Iraq unearths painful legacy of mass graves

 

Process of excavating mass graves, identifying Saddam-era victims needs specialists, could take decades because of its scope, difficult terrain.

 

Middle East Online

By Amelie Herenstein - ARBIL, Iraq

At least 270 mass graves

Iraq wants to put the legacy of murderous dictator Saddam Hussein behind it, but faces a huge need for specialists to excavate mass graves thought to contain at least half a million unidentified victims.

The stakes are high for Iraq, a country seeking reconciliation with itself, where countless families lost all trace of their relatives during the dictator's 1979-2003 rule or the terrible internecine violence in the years after his overthrow.

Families have not been able to come to terms with the loss, as they have never found the bodies of their loved ones or learned the circumstances of their deaths.

But the process of excavating the mass graves and identifying the victims, which could take decades because of its scope and difficult terrain that includes landmines and unexploded ordinance, requires a highly skilled workforce that does not exist in Iraq.

The International Commission on Missing Persons (ICMP), created on the initiative of former US president Bill Clinton and financed by Western states, has since 2008 held courses for employees of the Forensic Institute and the ministry of human rights aimed at addressing the shortfall.

Plastic skeletons

The courses, offered in Arbil, the capital of the autonomous Kurdistan region in north Iraq, include plastic skeletons buried in the garden of the hospital where they are held.

"We try to make the scenario as realistic as possible," said James Fenn, the coordinator of the programme, pointing to 20 participants who were carefully digging in the soil.

Gradually, the outlines of a dozen "bodies" emerge, some with their hands and feet bound, or showing signs of trauma.

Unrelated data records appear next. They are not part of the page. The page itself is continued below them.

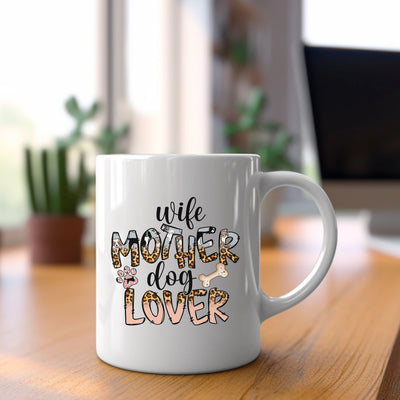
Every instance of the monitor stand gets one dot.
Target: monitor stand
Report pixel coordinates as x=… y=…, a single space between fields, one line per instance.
x=384 y=231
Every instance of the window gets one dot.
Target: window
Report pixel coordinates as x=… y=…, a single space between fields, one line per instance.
x=48 y=53
x=368 y=24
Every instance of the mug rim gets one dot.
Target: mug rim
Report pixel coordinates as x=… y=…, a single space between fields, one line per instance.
x=144 y=156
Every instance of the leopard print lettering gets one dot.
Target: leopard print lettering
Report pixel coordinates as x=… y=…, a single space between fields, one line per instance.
x=150 y=234
x=203 y=245
x=224 y=247
x=171 y=231
x=129 y=320
x=196 y=307
x=148 y=297
x=131 y=245
x=180 y=254
x=216 y=299
x=174 y=316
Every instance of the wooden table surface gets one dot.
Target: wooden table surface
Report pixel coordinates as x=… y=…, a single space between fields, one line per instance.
x=340 y=343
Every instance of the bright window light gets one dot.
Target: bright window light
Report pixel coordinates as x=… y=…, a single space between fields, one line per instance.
x=364 y=24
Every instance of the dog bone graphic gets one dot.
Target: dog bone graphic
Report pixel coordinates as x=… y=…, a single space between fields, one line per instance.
x=221 y=271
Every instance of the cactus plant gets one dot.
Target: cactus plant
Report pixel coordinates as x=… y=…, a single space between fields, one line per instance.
x=269 y=140
x=51 y=189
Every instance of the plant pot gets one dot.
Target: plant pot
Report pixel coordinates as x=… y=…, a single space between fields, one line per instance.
x=55 y=239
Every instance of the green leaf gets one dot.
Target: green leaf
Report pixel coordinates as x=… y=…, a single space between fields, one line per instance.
x=72 y=107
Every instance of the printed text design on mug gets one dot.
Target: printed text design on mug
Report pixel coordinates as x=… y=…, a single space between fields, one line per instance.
x=157 y=246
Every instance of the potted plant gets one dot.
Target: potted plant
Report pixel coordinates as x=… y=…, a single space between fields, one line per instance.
x=56 y=190
x=249 y=133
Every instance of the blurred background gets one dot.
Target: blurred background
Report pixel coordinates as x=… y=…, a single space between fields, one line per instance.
x=312 y=86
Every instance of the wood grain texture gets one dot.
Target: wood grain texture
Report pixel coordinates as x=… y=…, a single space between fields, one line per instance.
x=334 y=345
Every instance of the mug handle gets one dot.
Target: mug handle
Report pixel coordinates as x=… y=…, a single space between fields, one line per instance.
x=267 y=181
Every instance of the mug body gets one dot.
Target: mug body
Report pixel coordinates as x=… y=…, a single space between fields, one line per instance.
x=177 y=264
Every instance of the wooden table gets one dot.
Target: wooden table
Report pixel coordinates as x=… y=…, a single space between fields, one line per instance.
x=337 y=344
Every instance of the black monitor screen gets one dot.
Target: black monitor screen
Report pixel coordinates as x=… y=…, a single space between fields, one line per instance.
x=355 y=100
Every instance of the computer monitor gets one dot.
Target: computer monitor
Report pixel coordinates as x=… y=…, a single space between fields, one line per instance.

The team makes a thorough record of the "grave", making drawings on graph paper and lists of bones and evidence discovered. The approach is very scientific and rigorous.

"We have learned to use a trowel and to dig without using machines like bulldozers, as they cause damage and may erase lots of evidence," said Salah Hussein, one of the trainees.

One of his colleagues, Thamer Hassan, has a brother who has been missing since 1987.

"Maybe he is in one of the graves," Hassan said, adding that despite this, his motivation was his "duty" as an employee of the ministry of human rights.

Once they have been exhumed, the bones are given to another team from the Forensic Institute in Baghdad, who are charged with examining them.

The trainees examine the bones on a table, trying to determine how many people they might have belonged to, their age and their sex -- and listing the details with care.

"It's important for the families," said Dr Dunia Abboud, a 26-year-old dentist. "A lot of families lost a member and don't know what happened to them."

"We try to help them," Abboud said. "This helps to do justice."

At least 270 mass graves

Some 170 people have been trained since 2008, but the need is huge, said Johnathan McCaskill, the head of Iraq programmes for ICMP.

The Iraqi government is working under the assumption that there are 500,000 missing people, but some estimates put the number of missing from repression under Saddam's rule, especially against the Kurds and Shiites in the 1980s and 1990s, at more than one million.

"The information we started up with was that there are at least 270 different mass graves in the country," McCaskill said.

Most of Iraq's mass graves date from the time of Saddam's rule, he said, but it is possible that there are some from the bloody sectarian fighting that came in the years after his overthrow, in which tens of thousands of people were killed.

McCaskill said that after Saddam's fall in 2003, some people began to dig on their own, looking for relatives, though this has since been prohibited by law.

The ICMP is also working with the Iraqi government on a DNA identification programme with much more reliable technology.

But it is complex and expensive. Samples are currently analysed at the ICMP headquarters in Sarajevo.

Meanwhile, the training will continue for at least two years. But is a course enough to prepare someone for something so disturbing?

Thamer Hassan thinks so, saying: "I am ready to work in real graves."